女子力なんて皆無に等しいのは、自分自身がよく分かっている。
「クククッ!色気より食い気ね。違いねェ」
「自覚してますから、もうわざわざ言わないでください。食べにくくなっちゃいますし」
「分かった分かったァ。ほら、食べるぞォ」
そう言いつつもニヤニヤしながら、私の方を見ているのだ。
「実弥さんだって、顔が緩んでますからね!」
自分だけ言われっぱなしなのも負けてる気がして。負け惜しみのように、一言言い放つ。
だけど、思いの外その一言は実弥さんにダメージを与えたらしい。
「アァッ!そんな事はねェ!」
「フフッ。実弥さんが気づいてないだけですよ」
「…見るなァ」
「お互い、気にせずに食べましょう。せっかくの美味しいものなんですから」
「…そうだなァ」
そう言った後に実弥さんと目が合う。何だか今までのやり取りが可笑しくて、笑いが込み上げてくる。
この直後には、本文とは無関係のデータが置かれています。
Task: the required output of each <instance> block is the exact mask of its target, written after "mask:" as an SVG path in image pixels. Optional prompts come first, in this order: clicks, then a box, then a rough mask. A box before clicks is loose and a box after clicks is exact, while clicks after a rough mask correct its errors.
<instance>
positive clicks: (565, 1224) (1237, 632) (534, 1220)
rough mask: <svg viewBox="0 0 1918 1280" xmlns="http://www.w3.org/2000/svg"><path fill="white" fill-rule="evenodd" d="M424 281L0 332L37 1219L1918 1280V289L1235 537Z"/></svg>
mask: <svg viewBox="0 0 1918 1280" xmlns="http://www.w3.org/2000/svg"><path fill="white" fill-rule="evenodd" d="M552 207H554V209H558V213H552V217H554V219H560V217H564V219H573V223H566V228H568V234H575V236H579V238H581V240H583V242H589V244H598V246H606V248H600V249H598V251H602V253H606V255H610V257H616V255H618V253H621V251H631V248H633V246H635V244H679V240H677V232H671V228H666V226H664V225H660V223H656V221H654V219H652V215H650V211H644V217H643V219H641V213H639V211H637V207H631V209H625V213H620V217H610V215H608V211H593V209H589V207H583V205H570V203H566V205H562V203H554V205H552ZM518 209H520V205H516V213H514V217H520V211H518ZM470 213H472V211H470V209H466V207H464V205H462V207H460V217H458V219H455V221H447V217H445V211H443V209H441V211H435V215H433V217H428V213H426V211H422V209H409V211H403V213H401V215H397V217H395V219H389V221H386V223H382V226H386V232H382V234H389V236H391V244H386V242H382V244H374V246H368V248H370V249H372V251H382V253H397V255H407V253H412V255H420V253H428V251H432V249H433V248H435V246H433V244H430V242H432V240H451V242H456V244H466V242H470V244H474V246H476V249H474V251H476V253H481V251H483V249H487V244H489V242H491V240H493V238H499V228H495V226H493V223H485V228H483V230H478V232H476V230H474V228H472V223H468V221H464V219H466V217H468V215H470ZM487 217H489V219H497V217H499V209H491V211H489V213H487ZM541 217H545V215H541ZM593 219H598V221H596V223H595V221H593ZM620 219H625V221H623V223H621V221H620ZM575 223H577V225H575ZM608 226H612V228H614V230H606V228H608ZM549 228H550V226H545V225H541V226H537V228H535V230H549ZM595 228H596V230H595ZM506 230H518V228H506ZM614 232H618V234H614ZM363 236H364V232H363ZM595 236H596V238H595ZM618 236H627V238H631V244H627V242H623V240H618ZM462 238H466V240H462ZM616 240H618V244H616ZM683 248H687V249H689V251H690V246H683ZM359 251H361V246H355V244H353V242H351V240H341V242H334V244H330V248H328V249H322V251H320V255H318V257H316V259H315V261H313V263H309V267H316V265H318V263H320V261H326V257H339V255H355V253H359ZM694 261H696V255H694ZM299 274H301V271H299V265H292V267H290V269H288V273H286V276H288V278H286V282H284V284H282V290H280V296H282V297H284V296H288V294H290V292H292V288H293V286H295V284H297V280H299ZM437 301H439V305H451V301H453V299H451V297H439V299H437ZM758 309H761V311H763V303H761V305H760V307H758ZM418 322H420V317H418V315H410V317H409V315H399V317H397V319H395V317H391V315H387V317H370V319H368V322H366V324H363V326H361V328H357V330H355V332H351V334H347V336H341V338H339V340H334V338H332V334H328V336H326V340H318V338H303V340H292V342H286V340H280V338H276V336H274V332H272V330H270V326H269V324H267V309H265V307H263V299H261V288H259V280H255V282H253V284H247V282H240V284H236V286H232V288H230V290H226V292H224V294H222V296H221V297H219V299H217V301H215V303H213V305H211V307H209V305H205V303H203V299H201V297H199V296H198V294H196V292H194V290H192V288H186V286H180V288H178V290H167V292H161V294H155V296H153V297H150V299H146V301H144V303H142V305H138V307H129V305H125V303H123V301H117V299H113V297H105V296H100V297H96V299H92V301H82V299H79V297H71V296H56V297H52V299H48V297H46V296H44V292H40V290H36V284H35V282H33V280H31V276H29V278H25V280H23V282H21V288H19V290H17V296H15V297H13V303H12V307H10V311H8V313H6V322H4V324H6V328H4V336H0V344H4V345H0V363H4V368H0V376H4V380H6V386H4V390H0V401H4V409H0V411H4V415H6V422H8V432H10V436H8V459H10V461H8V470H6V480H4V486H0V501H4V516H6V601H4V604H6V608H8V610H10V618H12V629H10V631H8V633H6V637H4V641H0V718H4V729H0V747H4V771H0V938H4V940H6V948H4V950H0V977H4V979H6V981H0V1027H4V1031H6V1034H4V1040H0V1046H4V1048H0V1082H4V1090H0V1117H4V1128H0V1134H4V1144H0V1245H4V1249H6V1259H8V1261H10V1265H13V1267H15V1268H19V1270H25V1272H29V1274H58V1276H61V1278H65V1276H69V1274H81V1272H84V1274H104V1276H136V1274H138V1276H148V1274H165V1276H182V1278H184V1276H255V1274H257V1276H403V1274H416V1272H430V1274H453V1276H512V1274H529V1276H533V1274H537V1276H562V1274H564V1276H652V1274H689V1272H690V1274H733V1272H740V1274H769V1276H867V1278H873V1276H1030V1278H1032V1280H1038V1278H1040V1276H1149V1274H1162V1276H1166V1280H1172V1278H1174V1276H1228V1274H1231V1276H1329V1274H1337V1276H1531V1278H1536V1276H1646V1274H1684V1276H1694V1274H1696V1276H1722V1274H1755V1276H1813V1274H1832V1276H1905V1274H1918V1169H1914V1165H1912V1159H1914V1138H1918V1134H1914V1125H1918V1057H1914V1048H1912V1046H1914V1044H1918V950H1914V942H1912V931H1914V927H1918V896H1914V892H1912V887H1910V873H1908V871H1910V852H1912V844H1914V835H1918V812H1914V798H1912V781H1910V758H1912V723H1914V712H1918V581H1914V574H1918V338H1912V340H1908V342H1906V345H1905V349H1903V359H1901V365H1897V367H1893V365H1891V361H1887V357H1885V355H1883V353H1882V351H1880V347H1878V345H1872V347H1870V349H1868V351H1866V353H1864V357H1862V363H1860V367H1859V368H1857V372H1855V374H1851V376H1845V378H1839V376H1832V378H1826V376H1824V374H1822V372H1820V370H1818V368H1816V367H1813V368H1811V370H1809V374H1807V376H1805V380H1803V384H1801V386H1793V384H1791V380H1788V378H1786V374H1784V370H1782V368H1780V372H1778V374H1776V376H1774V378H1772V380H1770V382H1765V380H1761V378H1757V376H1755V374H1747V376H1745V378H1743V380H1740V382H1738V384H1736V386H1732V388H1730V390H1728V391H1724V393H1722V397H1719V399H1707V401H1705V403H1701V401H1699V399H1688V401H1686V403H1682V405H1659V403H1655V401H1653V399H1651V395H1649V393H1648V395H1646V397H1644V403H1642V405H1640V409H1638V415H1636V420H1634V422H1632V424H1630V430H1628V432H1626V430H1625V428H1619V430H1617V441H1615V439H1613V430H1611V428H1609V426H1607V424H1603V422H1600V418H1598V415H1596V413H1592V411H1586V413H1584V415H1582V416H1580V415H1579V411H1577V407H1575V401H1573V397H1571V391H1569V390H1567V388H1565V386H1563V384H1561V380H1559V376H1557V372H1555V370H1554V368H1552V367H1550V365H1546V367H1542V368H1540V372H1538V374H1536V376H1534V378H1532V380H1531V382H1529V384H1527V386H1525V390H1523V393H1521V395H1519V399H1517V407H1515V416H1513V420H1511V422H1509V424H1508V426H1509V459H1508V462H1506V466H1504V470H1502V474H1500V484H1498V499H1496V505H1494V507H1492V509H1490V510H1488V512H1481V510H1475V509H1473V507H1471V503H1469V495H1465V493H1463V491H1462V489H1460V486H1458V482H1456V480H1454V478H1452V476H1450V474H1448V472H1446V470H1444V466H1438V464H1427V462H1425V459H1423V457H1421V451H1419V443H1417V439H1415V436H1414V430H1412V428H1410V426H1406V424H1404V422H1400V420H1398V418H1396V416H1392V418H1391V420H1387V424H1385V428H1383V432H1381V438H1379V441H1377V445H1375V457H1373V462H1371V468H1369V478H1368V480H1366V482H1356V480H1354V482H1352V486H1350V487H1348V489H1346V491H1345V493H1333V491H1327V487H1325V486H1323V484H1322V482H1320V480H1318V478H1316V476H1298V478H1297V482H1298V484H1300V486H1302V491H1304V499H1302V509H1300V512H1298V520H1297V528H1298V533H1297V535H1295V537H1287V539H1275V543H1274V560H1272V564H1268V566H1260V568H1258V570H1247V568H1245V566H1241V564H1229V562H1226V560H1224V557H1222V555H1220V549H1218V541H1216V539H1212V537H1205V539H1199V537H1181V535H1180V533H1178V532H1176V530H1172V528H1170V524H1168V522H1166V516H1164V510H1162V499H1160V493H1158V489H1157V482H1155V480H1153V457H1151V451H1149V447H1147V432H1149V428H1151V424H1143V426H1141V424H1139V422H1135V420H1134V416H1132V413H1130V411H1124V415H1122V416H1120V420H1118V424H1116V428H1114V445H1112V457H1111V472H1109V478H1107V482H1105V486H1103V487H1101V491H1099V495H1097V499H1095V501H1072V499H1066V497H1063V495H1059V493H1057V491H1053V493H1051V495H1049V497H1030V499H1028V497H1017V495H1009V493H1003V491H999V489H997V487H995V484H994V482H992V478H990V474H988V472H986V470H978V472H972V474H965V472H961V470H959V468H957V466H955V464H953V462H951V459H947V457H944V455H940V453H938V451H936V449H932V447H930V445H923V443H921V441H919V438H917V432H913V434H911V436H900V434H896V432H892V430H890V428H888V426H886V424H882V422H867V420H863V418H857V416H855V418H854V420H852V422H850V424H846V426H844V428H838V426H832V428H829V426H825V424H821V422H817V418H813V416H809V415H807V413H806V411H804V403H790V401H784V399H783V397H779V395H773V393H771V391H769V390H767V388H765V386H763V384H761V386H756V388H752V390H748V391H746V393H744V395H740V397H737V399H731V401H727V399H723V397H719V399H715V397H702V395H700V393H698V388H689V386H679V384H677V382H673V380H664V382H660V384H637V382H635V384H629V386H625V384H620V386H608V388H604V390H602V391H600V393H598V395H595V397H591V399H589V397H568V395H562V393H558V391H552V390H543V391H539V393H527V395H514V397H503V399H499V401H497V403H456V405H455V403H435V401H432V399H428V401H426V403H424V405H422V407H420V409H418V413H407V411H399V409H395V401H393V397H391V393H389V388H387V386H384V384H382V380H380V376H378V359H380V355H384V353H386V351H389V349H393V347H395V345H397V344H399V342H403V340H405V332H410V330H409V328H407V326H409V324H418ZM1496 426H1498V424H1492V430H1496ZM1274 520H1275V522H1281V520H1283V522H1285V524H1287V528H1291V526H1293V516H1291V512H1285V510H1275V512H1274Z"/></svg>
実弥さんもだったようで、二人で笑い合う。
何とも平和な一時で。
何とも幸せな時間で。
終わりが来るとは理解していたけど。
まだこの生活は続くものだと思っていた。
それがこんなにも突然変わってしまうなんて。
この時の私は、思いもしなった。
実弥さんからあんな形で離れる事になるなんて。
どれだけ幸せな時間を過ごしていたのかなんて。
この時の私は、分かったつもりだった。
覚悟してるつもりだった。
だけど、全く理解できてなかったのだと、思い知らされるのだった。